Different stages of avocado fruit and leaves are present throughout the year; thus, for every day in the growing year (1 July to 30 June), the daily frost survival was calculated and multiplied to obtain an overall frost suitability score.

Blueberry

Blueberry flowers and flower buds are the blueberry tissues most sensitive to frost damage, and in some highbush-variety flowers the LT₅₀ (lethal temperature for 50% kill) is −7.5 °C [30]. However, in other highbush varieties, a −8.4 °C spring frost killed less than 10% of flower buds, and young shoots were only damaged when winter temperatures fell to −23.4 °C [31]. Highbush and southern highbush varieties are considered more frost tolerant than rabbiteye [32]. The most sensitive flower part is the corolla, with LT₅₀ for several highbush varieties ranging between −2.1 and −3.3 °C, and it is likely that corolla damage is inversely correlated with fruit set [33]. Corolla damage occurred in 0, 20%, 75% and 100% of ‘Brightwell’ rabbiteye flowers at, respectively, −2, −2.5, −3 and −3.5 °C [34]. This corresponds to an LT₅₀ of −2.8 °C, which falls within the LT₅₀ range (−2.1 to −3.3 °C) observed for several highbush cultivars [33]. The latter two evaluations took place in controlled environments and may not be representative of results in commercial entities involving a range of varieties. Variation in damage between cultivars can depend on the timing of flowering periods relative to frost events [35].

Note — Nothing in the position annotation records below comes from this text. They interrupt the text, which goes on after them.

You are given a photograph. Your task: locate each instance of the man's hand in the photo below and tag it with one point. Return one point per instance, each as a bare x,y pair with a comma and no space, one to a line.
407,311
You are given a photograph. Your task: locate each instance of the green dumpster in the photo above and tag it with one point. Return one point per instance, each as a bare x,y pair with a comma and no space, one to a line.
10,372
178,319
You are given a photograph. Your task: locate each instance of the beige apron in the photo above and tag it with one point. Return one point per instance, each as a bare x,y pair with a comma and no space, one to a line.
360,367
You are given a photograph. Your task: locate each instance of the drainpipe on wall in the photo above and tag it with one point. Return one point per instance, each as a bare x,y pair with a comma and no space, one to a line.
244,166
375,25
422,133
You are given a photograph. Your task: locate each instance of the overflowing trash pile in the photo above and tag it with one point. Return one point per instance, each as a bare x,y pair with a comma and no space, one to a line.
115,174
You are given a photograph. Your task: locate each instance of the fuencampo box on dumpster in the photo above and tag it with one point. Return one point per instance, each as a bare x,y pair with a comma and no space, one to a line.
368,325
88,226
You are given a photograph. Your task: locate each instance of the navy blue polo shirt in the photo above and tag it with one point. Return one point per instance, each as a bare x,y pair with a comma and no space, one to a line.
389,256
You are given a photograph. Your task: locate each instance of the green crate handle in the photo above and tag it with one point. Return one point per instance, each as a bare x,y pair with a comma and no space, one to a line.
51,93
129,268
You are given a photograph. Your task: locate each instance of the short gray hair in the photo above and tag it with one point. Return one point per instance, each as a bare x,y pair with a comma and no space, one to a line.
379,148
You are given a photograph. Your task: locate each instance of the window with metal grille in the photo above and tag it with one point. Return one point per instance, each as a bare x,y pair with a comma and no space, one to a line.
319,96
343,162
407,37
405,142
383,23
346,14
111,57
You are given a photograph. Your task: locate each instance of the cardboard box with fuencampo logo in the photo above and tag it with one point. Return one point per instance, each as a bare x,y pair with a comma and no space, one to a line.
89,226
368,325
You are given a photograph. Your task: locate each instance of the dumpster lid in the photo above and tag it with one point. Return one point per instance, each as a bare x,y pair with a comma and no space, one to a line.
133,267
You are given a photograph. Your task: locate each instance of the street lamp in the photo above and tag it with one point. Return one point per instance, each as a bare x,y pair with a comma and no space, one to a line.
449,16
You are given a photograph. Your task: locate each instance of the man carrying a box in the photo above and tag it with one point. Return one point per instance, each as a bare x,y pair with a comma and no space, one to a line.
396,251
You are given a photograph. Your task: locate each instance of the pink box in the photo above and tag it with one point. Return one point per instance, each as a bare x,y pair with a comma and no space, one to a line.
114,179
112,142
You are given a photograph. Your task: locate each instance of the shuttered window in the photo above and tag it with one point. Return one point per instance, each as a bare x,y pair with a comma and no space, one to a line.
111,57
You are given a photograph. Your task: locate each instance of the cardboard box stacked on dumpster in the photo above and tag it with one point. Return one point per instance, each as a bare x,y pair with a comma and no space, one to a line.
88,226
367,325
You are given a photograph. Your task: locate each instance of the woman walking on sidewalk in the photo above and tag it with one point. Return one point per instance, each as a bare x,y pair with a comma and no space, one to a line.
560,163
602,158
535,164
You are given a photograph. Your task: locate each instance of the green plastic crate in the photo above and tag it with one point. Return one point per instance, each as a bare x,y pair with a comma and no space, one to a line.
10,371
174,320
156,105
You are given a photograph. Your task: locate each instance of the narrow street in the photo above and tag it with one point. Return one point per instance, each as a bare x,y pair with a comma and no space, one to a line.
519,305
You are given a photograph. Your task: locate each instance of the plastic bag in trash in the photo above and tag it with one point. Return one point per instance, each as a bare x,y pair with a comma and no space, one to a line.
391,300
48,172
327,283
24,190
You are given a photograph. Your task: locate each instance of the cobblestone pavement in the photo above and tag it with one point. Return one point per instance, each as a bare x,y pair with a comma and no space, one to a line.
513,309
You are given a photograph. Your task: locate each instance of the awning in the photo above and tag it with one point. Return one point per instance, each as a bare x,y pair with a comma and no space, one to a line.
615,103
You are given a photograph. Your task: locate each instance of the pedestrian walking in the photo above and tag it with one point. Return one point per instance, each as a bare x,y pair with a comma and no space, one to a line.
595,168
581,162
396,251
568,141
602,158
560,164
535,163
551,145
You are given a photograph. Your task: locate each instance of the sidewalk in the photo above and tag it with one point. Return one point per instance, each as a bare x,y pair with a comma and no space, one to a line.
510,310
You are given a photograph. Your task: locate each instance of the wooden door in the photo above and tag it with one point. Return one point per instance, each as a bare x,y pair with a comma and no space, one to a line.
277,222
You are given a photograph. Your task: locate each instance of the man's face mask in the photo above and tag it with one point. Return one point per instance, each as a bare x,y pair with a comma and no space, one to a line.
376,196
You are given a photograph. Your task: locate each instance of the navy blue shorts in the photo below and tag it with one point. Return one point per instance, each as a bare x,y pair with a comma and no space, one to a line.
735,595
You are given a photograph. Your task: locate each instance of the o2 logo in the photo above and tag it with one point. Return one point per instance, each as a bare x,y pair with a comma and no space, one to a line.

With consideration of LT₅₀ values across studies, and placing more weight on field observations, we used Equation (6) with $a=1.1$ °C⁻¹ and $b=-4.5$ °C to obtain a frost survival curve with the following rates of survival: 90% at −1.5 °C, 50% at −4.5 °C and 10% at −7.5 °C (Figure 5b).

Figure 5. Daily frost survival rate as a function of minimum daily temperature for (a) reproductive and leaf tissues for ‘Hass’ avocado and (b) reproductive tissues across different types and cultivars of blueberry. Frost suitability scores are obtained by accumulating frost survival rates over the frost risk period for each crop using Equation (7).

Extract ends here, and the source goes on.